Additionally, they have 24/7 streams of A.I. generated “lofi classic metal” and what they call “Relentless Doppelganger Neural Technical Death Metal.” Similarly, WarpSound offers a 24/7 streaming service, but adds the ability for users to vote on how the stream should change, whether the music should be robot-ified or crystalized, include more cowbell or add a chainsaw. “Are they putting soul and funk musicians out of a job with this?” Sandzer-Bell asks when talking about the streams. “No, absolutely not. What they’re doing is rendering infinite music out of a cloud and streaming it to YouTube. It’s an exciting approach to thinking about what A.I. can do outside of the box.”

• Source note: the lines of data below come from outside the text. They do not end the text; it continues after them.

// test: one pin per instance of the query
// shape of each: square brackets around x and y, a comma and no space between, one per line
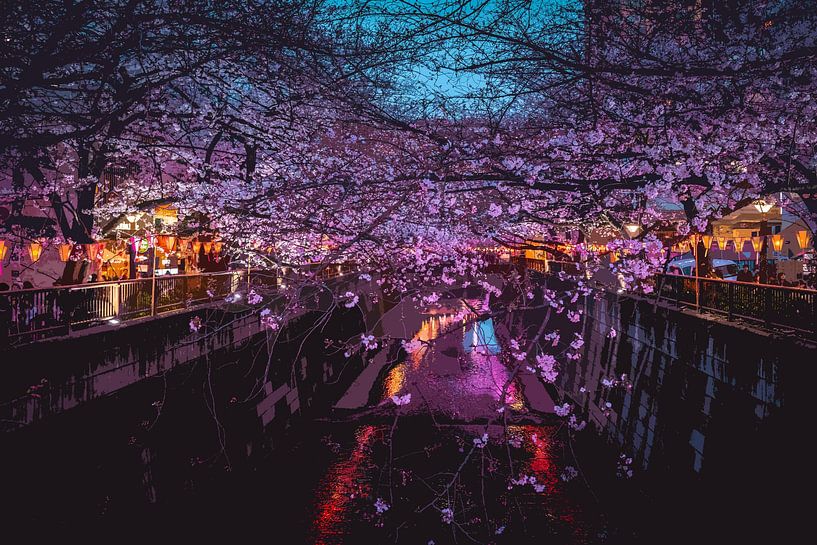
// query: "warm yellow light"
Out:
[65,251]
[632,229]
[762,206]
[802,239]
[707,243]
[35,250]
[721,243]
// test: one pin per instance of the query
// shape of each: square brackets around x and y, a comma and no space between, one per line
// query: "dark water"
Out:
[716,427]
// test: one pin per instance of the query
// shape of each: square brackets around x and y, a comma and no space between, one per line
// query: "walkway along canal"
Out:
[441,442]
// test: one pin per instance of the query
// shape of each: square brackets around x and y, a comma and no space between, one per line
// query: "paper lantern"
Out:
[721,242]
[707,239]
[65,251]
[91,250]
[802,239]
[35,250]
[166,242]
[777,243]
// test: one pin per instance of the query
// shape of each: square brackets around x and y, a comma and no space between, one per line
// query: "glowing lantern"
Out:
[632,229]
[91,250]
[721,243]
[35,250]
[777,243]
[166,242]
[65,251]
[707,243]
[802,239]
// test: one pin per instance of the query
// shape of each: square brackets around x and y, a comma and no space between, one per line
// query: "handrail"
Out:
[786,307]
[756,284]
[36,313]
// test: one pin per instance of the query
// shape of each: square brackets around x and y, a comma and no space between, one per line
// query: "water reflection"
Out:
[342,483]
[461,375]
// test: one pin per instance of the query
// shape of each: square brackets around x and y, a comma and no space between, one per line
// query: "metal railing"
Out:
[762,304]
[778,306]
[34,314]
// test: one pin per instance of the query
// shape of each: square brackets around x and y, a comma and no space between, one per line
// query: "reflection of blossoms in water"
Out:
[351,299]
[368,342]
[412,346]
[574,423]
[624,468]
[525,480]
[569,473]
[562,410]
[381,506]
[547,367]
[253,298]
[401,400]
[269,320]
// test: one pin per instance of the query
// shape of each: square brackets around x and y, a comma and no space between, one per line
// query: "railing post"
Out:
[767,305]
[153,293]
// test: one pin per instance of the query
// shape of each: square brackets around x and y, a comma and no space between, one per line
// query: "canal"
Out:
[678,438]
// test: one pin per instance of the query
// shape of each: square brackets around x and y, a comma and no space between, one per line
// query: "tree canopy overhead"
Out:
[381,124]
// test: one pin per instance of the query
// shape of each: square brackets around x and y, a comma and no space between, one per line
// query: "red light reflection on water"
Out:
[335,491]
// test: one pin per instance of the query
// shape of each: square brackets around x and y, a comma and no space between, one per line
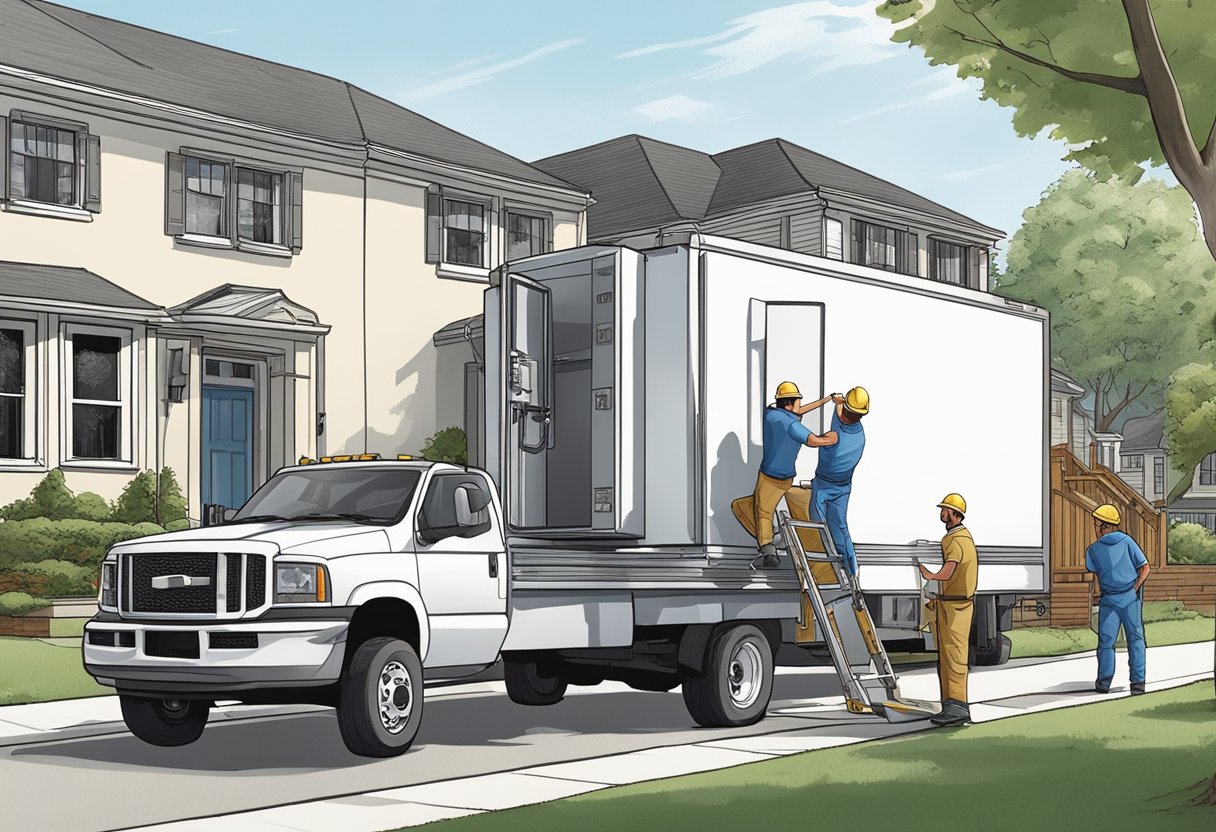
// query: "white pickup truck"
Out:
[624,394]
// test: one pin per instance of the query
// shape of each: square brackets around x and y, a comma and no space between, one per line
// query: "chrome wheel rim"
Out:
[395,697]
[744,675]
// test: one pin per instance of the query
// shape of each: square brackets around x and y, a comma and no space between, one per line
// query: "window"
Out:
[206,206]
[883,247]
[947,263]
[52,163]
[16,388]
[1208,471]
[99,395]
[463,232]
[225,203]
[833,239]
[259,207]
[442,509]
[527,236]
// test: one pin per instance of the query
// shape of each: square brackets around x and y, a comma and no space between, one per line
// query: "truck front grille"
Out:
[242,589]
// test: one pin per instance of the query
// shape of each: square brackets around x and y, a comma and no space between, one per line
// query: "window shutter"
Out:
[434,224]
[175,195]
[296,217]
[4,157]
[93,174]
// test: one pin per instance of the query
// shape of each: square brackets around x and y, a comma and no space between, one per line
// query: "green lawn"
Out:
[1165,623]
[1143,763]
[35,670]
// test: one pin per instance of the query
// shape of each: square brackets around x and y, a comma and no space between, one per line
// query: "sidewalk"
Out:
[1019,687]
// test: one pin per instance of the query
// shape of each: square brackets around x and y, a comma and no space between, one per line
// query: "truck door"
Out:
[462,569]
[528,388]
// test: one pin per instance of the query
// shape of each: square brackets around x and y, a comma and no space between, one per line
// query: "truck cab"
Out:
[347,583]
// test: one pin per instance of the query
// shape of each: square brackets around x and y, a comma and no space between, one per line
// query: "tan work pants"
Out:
[952,630]
[755,512]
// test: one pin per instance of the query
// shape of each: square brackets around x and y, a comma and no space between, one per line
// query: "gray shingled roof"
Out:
[641,183]
[44,282]
[1144,432]
[74,45]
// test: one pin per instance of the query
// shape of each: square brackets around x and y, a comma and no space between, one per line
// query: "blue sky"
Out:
[536,78]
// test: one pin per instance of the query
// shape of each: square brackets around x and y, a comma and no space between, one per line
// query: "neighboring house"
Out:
[773,194]
[1142,461]
[1197,502]
[219,264]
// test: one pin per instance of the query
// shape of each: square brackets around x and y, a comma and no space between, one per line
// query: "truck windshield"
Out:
[376,495]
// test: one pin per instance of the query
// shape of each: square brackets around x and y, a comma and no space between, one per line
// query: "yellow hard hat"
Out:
[788,391]
[857,400]
[955,501]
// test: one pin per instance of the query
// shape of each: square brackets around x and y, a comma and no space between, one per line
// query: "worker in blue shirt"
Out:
[1121,571]
[833,476]
[783,436]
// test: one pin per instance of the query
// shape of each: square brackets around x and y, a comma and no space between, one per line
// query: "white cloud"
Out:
[485,73]
[963,175]
[822,33]
[676,107]
[947,85]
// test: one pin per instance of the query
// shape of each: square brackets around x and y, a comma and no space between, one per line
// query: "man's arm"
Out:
[816,405]
[828,438]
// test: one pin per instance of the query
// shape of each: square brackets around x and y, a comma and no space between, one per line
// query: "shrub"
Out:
[172,507]
[1191,543]
[18,603]
[448,445]
[136,504]
[50,579]
[74,540]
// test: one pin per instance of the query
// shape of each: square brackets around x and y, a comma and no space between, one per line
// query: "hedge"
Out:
[78,541]
[1191,543]
[50,579]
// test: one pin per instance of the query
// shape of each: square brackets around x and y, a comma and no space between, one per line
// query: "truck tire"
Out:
[527,685]
[380,698]
[994,653]
[164,721]
[736,681]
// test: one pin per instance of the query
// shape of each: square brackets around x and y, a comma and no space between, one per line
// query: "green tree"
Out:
[136,504]
[448,445]
[1121,82]
[1124,274]
[1191,416]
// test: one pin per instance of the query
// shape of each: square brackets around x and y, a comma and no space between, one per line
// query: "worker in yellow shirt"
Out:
[953,608]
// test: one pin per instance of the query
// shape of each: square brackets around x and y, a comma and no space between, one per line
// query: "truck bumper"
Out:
[214,657]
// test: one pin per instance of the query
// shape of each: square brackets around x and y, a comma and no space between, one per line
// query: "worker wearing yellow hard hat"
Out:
[953,608]
[839,456]
[784,436]
[1120,569]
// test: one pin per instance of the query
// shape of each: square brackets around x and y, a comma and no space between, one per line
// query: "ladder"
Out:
[857,655]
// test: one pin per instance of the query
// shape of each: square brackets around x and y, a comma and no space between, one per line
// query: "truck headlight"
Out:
[300,583]
[108,584]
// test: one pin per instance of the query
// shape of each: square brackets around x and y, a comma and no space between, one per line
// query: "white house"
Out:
[218,264]
[775,194]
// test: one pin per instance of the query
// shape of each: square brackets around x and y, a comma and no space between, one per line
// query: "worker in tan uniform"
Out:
[953,608]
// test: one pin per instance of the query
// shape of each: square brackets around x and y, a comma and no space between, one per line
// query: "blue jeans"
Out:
[1114,611]
[829,505]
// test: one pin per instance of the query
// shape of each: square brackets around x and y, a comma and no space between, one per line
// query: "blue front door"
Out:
[228,445]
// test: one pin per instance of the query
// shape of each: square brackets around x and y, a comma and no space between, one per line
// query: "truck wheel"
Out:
[736,682]
[164,721]
[994,653]
[528,685]
[380,700]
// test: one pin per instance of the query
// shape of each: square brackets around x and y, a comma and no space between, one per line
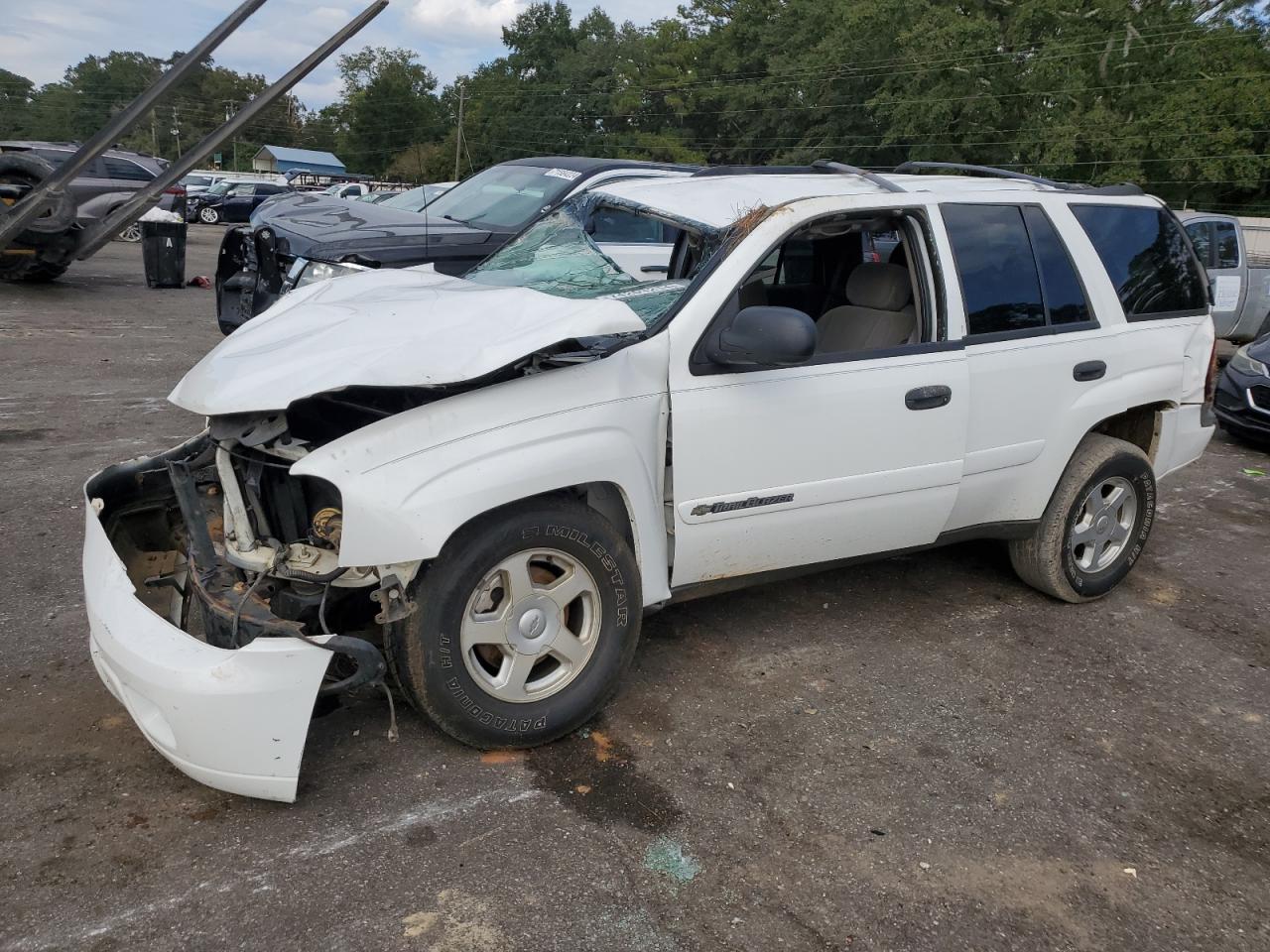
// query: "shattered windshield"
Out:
[558,257]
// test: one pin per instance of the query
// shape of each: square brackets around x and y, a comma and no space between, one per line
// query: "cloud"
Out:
[468,19]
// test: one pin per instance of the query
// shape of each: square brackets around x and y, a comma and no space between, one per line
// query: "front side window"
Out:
[557,255]
[1227,245]
[994,263]
[1202,240]
[1148,259]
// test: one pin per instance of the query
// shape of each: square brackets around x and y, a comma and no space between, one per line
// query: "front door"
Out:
[853,452]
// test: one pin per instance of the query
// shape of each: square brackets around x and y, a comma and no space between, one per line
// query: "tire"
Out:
[454,682]
[1055,560]
[24,169]
[30,268]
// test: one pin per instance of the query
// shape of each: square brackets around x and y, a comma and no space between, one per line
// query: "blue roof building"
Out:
[282,159]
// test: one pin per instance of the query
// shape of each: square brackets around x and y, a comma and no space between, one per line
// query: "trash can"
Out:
[163,249]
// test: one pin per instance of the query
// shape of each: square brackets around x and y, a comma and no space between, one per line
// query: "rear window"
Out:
[1147,258]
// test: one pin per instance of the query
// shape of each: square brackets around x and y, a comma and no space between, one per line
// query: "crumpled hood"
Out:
[385,327]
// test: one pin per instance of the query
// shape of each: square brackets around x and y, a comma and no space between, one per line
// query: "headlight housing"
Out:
[320,271]
[1247,366]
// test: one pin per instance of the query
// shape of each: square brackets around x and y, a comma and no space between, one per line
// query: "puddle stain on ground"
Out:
[667,857]
[595,775]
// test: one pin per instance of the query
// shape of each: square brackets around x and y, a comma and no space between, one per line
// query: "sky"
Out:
[452,37]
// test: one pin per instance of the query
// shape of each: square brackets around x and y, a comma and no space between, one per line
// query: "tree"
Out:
[389,104]
[14,103]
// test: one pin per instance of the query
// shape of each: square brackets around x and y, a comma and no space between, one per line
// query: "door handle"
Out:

There remain many questions and concerns about how our lives will be impacted by the introduction and expansion of generative A..I. Part of what makes the topic so unsettling, however, is that we’re watching it unravel in real-time, often playing catch-up and struggling to get ahead of the curve. “It’s something we’re all sort of tackling at the moment and trying to deal with,” Paul McCartney told the BBC. “It’s the future. We’ll just have to see where that leads.”